Et pourtant, cette œuvre a joué un rôle majeur de médiation entre la fin du XVIIIe siècle, quand se formèrent les « sciences humaines », et le début du siècle suivant, lorsque naquirent les grandes idéologies modernes. Héritier des nouvelles disciplines qui émergent alors, la science des ingénieurs – l’économie politique, la clinique ainsi que l’idéologie –, Saint-Simon appelle à « une révolution scientifique » et veut inaugurer « un mouvement national d’innovation ». Son œuvre synthétise le savoir du siècle des Lumières finissant et pose les fondements philosophiques de notre temps. Cinq grands courants de pensée en sont les héritiers directs :

1) le positivisme d’Auguste Comte, son disciple et collaborateur pendant sept années et qui lui doit beaucoup plus qu’il ne le reconnaîtra ;

2) le socialisme, aussi bien la pensée anarchiste de Proudhon, qui se réfère explicitement à Saint-Simon pour sa propre théorie du dépérissement de l’État, que Pierre Leroux, et surtout Marx, qui fut un défenseur du retour à Saint-Simon, qu’il lisait dans le texte ;

3) un courant de la sociologie inauguré par Émile Durkheim, dont l’admiration pour Saint-Simon était telle qu’il le comparait à Descartes ;

4) la pensée managériale, voire technocratique, et l’idéologie de nombreux corps d’ingénieurs, à commencer par les polytechniciens ;

5) enfin, l’école saint-simonienne elle-même. Le succès de sa « philosophie inventive », comme Saint-Simon la qualifiait, ne pouvait aller sans rejets, ni critiques. Bien qu’elle ait dominé le XIXe siècle et le début du XXe siècle, sa pensée a souvent été maltraitée. Elle a été caricaturée en « socialisme utopique » par le marxisme-léninisme, ridiculisée par le culte religieux de ses disciples, voire occultée par la philosophie française de l’entre-deux-guerres, puis ensevelie et quelque peu oubliée. Maintes fois, la réhabilitation de cette œuvre a dû être recommencée, notamment quand l’État était en crise. D’où son intérêt retrouvé alors que l’institution étatique contemporaine tend à céder son hégémonie culturelle et sa capacité stratégique à la grande firme mondialisée.

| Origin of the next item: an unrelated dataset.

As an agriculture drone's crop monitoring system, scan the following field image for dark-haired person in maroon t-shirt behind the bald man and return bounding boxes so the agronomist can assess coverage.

Ainsi, la pensée de Saint-Simon a triomphé bien au-delà de ce que l’auteur pouvait espérer, grâce à sa force novatrice et aux divers canaux de sa vulgarisation. Au moment où s’impose l’hégémonie – économique et culturelle – de la grande entreprise que Saint-Simon voyait à peine émerger avec espoir, et alors que l’État-nation vacille, comme il l’espérait, son Nouveau Christianisme (titre de son dernier ouvrage) est devenu une nouvelle bible scientiste, inspirant la propagande managériale à prétention universelle et les prophéties positivistes du progrès économico-technologique. Saint-Simon voulait substituer l’administration des choses au gouvernement des hommes. L’ironie de l’histoire veut que son rêve s’accomplisse sous la forme du gouvernement des choses et de l’administration des hommes.